Far from rejecting the law, which he believed to be God-given and salutary, Jesus was being faithful to the command Moses himself gave in today’s Old Testament reading: “You must neither add anything to what I command you nor take away anything from it.”

Religion, “true religion” as today’s collect calls it, is a good thing, and Jesus knew it. Pardon my apparent stuffiness, but I believe it to be far more salubrious than half-baked philosophies and warm-fuzzy feelings, because it gives us a connection to a way proven by countless generations to worship God and experience His transcendent love and glory. Tradition is a good thing too, for the same reason, so long as the tradition finds its motivating force in the true worship of God.

So Jesus’ rebuke of the Pharisees was neither anti-nomian (that is, a rejection of the law) nor anti-religious. It was, rather, a call to true religion. It was a perhaps none-too-gentle indictment of what the prophet Isaiah called “teaching human precepts as doctrine”, but it was not a rejection of doctrine.

So, the task before us, then, is determining what is human precept and what is true religion. Unfortunately, this is a very difficult question, and I’m not smart enough to answer it entirely should I have a lifetime to ponder it, much less in the next two minutes. I firmly believe that the Canon of Scripture, and the Creeds, and even the Book of Common Prayer fall into the “true religion” category rather than the “human precept” category, and it’s through the fruit that I’ve seen these texts bear in the hearts of the faithful and in my own life that have led me to that conclusion.

Both St.

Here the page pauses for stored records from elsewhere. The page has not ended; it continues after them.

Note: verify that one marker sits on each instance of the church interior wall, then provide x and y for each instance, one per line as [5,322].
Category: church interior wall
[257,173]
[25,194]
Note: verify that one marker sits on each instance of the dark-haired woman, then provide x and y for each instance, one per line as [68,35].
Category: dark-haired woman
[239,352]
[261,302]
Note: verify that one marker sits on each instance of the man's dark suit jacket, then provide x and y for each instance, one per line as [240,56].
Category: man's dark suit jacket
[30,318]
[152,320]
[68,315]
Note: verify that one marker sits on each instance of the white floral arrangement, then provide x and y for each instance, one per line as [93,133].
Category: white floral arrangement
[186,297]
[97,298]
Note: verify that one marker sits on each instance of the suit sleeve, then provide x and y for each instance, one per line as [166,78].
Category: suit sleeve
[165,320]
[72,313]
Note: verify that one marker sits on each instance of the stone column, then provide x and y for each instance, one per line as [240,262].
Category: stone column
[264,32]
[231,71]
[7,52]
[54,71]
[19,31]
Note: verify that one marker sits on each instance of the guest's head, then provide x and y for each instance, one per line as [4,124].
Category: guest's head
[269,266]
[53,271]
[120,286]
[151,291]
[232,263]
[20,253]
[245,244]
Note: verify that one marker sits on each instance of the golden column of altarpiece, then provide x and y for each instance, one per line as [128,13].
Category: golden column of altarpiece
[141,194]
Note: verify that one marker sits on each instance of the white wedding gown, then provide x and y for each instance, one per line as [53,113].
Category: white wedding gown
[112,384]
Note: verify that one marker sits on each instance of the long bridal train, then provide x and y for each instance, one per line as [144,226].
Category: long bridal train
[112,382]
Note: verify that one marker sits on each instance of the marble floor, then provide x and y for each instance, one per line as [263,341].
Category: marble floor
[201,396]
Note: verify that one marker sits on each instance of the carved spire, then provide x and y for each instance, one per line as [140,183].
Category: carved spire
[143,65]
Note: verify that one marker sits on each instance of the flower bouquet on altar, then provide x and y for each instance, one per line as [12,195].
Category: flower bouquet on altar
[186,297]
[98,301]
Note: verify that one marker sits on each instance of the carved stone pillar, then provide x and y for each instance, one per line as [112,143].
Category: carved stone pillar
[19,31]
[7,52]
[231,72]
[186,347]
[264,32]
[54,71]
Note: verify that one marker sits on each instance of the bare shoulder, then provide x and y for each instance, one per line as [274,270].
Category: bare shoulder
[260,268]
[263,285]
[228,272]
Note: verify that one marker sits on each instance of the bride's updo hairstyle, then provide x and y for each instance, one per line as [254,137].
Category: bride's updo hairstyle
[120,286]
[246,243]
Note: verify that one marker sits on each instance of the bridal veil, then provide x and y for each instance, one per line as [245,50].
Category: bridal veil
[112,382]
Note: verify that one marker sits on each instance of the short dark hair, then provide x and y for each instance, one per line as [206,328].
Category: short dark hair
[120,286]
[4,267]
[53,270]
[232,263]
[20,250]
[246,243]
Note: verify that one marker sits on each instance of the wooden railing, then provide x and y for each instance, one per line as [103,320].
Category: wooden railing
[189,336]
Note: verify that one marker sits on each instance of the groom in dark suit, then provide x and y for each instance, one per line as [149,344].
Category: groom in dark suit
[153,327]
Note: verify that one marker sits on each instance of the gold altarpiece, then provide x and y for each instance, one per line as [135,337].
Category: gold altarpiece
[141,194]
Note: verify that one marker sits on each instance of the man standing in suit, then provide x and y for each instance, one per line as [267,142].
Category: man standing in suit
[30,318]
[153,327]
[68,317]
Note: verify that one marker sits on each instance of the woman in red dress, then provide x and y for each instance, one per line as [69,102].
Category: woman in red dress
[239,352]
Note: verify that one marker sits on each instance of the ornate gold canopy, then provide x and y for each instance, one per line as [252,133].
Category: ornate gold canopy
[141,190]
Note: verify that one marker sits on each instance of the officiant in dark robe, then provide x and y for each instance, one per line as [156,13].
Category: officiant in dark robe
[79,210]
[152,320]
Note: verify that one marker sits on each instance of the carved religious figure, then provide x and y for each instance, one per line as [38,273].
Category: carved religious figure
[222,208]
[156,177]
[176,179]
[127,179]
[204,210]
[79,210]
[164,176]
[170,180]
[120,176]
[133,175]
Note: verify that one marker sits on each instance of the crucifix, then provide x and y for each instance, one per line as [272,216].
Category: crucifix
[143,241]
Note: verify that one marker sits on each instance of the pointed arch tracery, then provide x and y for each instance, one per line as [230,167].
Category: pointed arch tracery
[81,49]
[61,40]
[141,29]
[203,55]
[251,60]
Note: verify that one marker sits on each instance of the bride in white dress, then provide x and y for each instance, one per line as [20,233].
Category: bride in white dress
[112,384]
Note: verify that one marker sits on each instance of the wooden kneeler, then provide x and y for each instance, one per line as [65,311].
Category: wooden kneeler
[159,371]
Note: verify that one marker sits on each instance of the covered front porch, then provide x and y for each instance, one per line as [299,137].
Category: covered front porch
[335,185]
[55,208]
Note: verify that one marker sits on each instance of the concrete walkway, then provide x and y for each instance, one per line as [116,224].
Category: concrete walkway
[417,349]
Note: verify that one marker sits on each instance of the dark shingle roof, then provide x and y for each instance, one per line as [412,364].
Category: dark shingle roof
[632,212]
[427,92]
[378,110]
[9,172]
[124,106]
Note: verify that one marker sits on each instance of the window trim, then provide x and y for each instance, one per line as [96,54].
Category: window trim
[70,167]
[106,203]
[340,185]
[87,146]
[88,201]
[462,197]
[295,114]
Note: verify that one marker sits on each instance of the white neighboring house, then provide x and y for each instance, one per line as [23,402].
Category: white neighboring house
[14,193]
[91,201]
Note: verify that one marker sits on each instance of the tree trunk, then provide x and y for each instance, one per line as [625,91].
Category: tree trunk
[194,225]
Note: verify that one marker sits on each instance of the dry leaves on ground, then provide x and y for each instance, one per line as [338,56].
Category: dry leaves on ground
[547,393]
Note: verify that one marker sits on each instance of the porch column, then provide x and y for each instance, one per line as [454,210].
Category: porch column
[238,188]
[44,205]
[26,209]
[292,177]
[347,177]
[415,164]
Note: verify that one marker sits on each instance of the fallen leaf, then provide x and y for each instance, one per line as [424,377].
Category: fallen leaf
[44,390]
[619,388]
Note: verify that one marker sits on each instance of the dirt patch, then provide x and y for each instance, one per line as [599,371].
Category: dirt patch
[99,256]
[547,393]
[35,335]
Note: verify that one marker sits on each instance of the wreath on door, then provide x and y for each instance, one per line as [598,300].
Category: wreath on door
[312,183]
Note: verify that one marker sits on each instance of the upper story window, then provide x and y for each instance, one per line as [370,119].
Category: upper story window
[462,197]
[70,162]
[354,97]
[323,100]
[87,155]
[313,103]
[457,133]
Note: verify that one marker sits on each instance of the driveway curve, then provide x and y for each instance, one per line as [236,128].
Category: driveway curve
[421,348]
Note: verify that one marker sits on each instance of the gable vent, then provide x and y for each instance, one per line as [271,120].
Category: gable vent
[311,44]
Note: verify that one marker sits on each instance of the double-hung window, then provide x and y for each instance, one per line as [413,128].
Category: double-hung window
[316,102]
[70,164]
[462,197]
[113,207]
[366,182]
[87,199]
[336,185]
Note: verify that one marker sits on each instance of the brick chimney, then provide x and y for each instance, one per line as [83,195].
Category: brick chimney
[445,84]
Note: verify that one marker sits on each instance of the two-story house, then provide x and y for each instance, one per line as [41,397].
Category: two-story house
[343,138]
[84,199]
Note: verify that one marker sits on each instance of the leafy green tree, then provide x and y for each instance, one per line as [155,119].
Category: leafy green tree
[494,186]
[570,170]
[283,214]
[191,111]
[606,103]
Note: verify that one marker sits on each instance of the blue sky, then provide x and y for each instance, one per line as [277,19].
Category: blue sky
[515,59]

Paul and St. James write about the good fruit which is borne by the faithful, and I think that to some degree religion can be judged by the same principle. Does one’s religion lead one to hypocrisy and pride, or does it lead to obedience and humility? Does one’s religion lead to spiritual elitism or does it bear fruit in spreading the gospel with love and in “caring for orphans and widows in their distress” to use St. James’ litmus test? Does one’s religion lead one to an obsession with rules, or does it lead to loving one’s neighbour and worshipping one’s God with a pure heart? Are we as individuals bearing good fruit? Is Trinity Church bearing good fruit? Are the Diocese of Ohio and Episcopal Church, USA bearing good fruit? These are a lot of questions, and the answer to each is probably somewhere between an absolute “yes” and an absolute “no”, but I’ll leave it to each of you to ponder them. And as you answer these questions for yourselves, let a little snippet of today’s collect be your refrain: “Graft in our hearts the love of your Name; increase in us true religion; nourish us with all goodness; and bring forth in us the fruit of good works.”

In the name of the Father and of the Son and of the Holy Spirit. Amen.